Part 3

0 0 0
                                    

Alisa Kuzennaya as Emma Pierre

--

"Em, Emma, bangun."

*Perasaan ku gelisah dan aku tidak tau apa penyebabnya, badan ku, seperti ada yang menggerakannya.*

"Emma, hey bangun. Kamu kenapa?"

*Itu, suara siapa? Kenapa menyuruhku untuk bangun, aku sedang ada di ruangan dokter. Mendengar penjelasan dokter tentang kandunganku.
Kandungan? Aku? Aku hamil?!*

Aku tersentak, mata ku tiba-tiba terbelalak menghiraukan cahaya lampu yang mencoba masuk ke dalam mata ku.
Mimpi apa aku coba? Aku hamil?! Tapi kenapa perasaan ku gelisah, seharusnya kalau aku hamil perasaan ku akan bahagiakan? Aneh.
"Kau tidak apa-apa Em?" Tanya Ael sedikit terjekut. "Kau sangat berkeringat." Ucapnya ragu.
"Aku bermimpi, sangat aneh." Jawab ku dengan tatapan kosong.
"Aku akan mandi duluan, kau keberatan Ael?" Tanya ku langsung bangkit tanpa menunggu jawaban Ael.
"It's okay."

Ku buka keran shower agar airnya bisa membasahi seluruh tubuhku.

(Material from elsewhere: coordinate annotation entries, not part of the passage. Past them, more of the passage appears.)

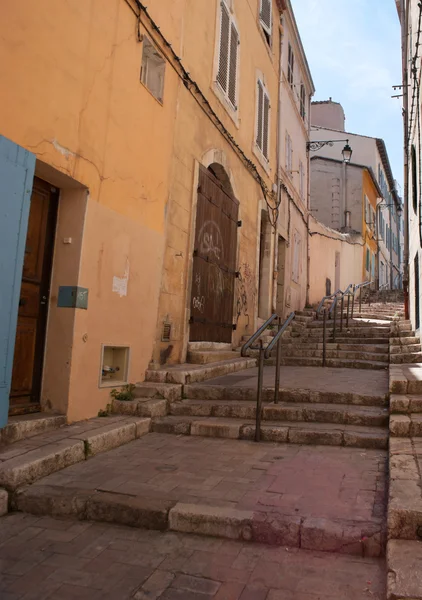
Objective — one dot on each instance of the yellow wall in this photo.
(369, 230)
(71, 93)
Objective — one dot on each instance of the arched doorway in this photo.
(214, 258)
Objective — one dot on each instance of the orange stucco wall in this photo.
(71, 93)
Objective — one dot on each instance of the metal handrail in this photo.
(257, 334)
(265, 353)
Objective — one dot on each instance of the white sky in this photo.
(353, 49)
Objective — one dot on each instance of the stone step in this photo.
(331, 362)
(281, 432)
(185, 373)
(405, 404)
(404, 348)
(404, 566)
(27, 461)
(404, 341)
(316, 345)
(28, 426)
(333, 354)
(406, 358)
(404, 502)
(165, 513)
(406, 426)
(284, 411)
(248, 394)
(369, 332)
(204, 357)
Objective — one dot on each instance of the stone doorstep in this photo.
(220, 392)
(409, 425)
(37, 462)
(20, 428)
(160, 513)
(184, 374)
(404, 570)
(307, 412)
(280, 432)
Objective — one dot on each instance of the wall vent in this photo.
(166, 333)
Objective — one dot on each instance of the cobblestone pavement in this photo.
(322, 481)
(357, 381)
(43, 558)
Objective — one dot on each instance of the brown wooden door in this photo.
(214, 262)
(33, 303)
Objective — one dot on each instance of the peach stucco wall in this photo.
(71, 93)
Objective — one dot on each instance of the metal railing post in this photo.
(277, 366)
(259, 393)
(335, 322)
(348, 308)
(324, 339)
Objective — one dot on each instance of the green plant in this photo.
(106, 412)
(125, 394)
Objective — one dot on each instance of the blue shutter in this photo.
(16, 176)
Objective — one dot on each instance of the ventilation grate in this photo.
(166, 334)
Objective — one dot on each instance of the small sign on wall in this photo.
(72, 296)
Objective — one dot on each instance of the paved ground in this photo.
(42, 558)
(323, 481)
(357, 381)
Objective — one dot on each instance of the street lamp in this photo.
(317, 145)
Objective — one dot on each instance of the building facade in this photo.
(372, 154)
(161, 174)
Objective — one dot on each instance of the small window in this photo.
(266, 19)
(228, 56)
(302, 101)
(263, 120)
(152, 70)
(301, 180)
(289, 155)
(290, 66)
(297, 247)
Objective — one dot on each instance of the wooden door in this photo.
(214, 262)
(33, 302)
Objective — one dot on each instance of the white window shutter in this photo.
(223, 64)
(234, 49)
(260, 111)
(266, 125)
(265, 15)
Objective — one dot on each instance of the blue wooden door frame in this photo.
(17, 167)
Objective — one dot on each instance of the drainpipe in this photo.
(404, 14)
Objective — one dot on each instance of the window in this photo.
(290, 66)
(289, 155)
(302, 101)
(152, 69)
(414, 181)
(228, 56)
(297, 242)
(263, 120)
(266, 18)
(301, 180)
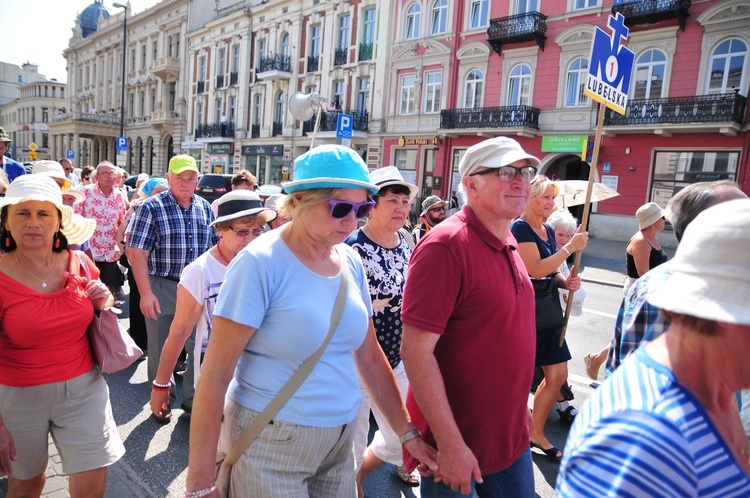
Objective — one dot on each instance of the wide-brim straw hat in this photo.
(40, 188)
(241, 203)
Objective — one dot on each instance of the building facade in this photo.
(463, 71)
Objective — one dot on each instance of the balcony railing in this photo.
(653, 11)
(361, 121)
(214, 130)
(276, 62)
(516, 29)
(312, 63)
(721, 108)
(340, 56)
(514, 116)
(365, 51)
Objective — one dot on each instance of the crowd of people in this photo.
(293, 313)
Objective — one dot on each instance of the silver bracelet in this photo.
(201, 493)
(408, 436)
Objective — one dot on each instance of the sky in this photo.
(39, 30)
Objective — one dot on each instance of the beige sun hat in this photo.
(41, 188)
(52, 169)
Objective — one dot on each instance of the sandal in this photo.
(407, 478)
(568, 415)
(551, 452)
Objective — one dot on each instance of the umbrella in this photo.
(573, 193)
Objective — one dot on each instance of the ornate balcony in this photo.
(726, 108)
(214, 130)
(653, 11)
(361, 121)
(312, 63)
(365, 51)
(514, 116)
(274, 67)
(518, 28)
(166, 68)
(341, 56)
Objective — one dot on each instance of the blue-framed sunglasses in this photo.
(341, 209)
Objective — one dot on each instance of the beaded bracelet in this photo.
(160, 387)
(201, 493)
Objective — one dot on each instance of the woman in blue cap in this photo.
(269, 324)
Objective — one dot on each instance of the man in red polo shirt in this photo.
(469, 336)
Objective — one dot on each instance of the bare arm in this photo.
(378, 378)
(187, 313)
(227, 342)
(457, 464)
(139, 266)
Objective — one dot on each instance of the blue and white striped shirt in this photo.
(175, 236)
(643, 434)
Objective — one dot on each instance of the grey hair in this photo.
(688, 203)
(562, 218)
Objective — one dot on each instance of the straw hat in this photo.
(241, 203)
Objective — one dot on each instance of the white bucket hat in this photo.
(710, 276)
(52, 169)
(43, 188)
(241, 203)
(390, 175)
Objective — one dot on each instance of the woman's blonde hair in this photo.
(306, 198)
(539, 185)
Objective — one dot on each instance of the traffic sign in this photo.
(122, 143)
(610, 66)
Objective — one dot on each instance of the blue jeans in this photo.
(516, 481)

Mimpi tadi benar-benar menghantuiku.
"Em, apa kau masih lama? Kau sudah hampir setengah jam di dalam. Tidak terjadi apa-apa kan?!" Teriak Noo dari luar.
Aku sudah hampir setengah jam di kamar mandi? Perasaan aku baru masuk beberapa menit yang lalu.
"Arrrgh."
Mimpi sialan.
"Emma, kau baik-baik saja kan?" Suara Noo terdengar cemas ditelinga ku.
"Aku baik-baik saja Noo, sebentar lagi aku akan keluar."

---

Tepat setelah kami selesai bersiap-siap, tiba-tiba langit menyapa dengan sedih. Hujan deras disertai angin kencang menyapa pagi ini, dihari pertama kami magang.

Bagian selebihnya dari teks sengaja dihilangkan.